Linq duplicate removal with a twist
- by Danthar
I got a list that contains al the status items of each order.
The problem that i have is that i need to remove all the items of which the status - logdate combination is not the highest.
e.g
var inputs = new List<StatusItem>();
//note that the 3th id is simply a modifier that adds that amount of secs
//to the current datetime, to make testing easier
inputs.Add(new StatusItem(123, 30, 1));
inputs.Add(new StatusItem(123, 40, 2));
inputs.Add(new StatusItem(123, 50, 3));
inputs.Add(new StatusItem(123, 40, 4));
inputs.Add(new StatusItem(123, 50, 5));
inputs.Add(new StatusItem(100, 20, 6));
inputs.Add(new StatusItem(100, 30, 7));
inputs.Add(new StatusItem(100, 20, 8));
inputs.Add(new StatusItem(100, 30, 9));
inputs.Add(new StatusItem(100, 40, 10));
inputs.Add(new StatusItem(100, 50, 11));
inputs.Add(new StatusItem(100, 40, 12));
var l = from i in inputs
group i by i.internalId
into cg
select
from s in cg
group s by s.statusId
into sg
select sg.OrderByDescending(n => n.date).First()
;
This creates a list that returnes me the following:
order 123 status 30 date 4/9/2010 6:44:21 PM
order 123 status 40 date 4/9/2010 6:44:24 PM
order 123 status 50 date 4/9/2010 6:44:25 PM
order 100 status 20 date 4/9/2010 6:44:28 PM
order 100 status 30 date 4/9/2010 6:44:29 PM
order 100 status 40 date 4/9/2010 6:44:32 PM
order 100 status 50 date 4/9/2010 6:44:31 PM
This is ALMOST correct.
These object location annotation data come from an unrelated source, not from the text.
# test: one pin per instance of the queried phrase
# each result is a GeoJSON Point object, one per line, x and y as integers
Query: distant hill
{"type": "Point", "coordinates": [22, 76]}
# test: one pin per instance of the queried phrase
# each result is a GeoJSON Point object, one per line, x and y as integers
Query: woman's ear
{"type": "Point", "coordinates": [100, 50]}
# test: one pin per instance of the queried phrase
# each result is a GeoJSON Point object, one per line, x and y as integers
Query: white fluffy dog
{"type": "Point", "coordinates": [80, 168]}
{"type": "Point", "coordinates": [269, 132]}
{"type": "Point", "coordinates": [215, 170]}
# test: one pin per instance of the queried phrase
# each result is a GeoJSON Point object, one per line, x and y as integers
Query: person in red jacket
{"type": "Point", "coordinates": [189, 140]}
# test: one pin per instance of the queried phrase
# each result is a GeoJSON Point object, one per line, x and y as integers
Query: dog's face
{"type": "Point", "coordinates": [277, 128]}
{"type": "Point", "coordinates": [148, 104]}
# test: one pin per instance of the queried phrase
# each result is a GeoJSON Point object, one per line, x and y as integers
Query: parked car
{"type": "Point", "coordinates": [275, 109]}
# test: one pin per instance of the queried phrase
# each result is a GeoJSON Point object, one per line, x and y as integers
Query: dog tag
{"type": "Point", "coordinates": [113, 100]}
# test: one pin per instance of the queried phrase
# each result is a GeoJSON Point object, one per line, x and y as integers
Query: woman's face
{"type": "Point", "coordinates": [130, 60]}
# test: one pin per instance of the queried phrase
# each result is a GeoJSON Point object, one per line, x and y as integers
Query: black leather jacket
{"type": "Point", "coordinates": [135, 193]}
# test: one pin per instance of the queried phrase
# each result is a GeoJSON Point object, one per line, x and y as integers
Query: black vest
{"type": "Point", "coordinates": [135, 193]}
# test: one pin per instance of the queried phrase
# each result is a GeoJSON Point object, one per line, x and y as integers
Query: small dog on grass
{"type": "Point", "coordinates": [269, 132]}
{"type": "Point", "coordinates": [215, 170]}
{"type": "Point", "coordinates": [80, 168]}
However that last line which has status 50 needs to be filtered out as well because it was overruled by status 40 in the historylist. U can tell by the fact that its date is lower then the "last" status-item with the status 40.
I was hoping someone could give me some pointers because im stuck.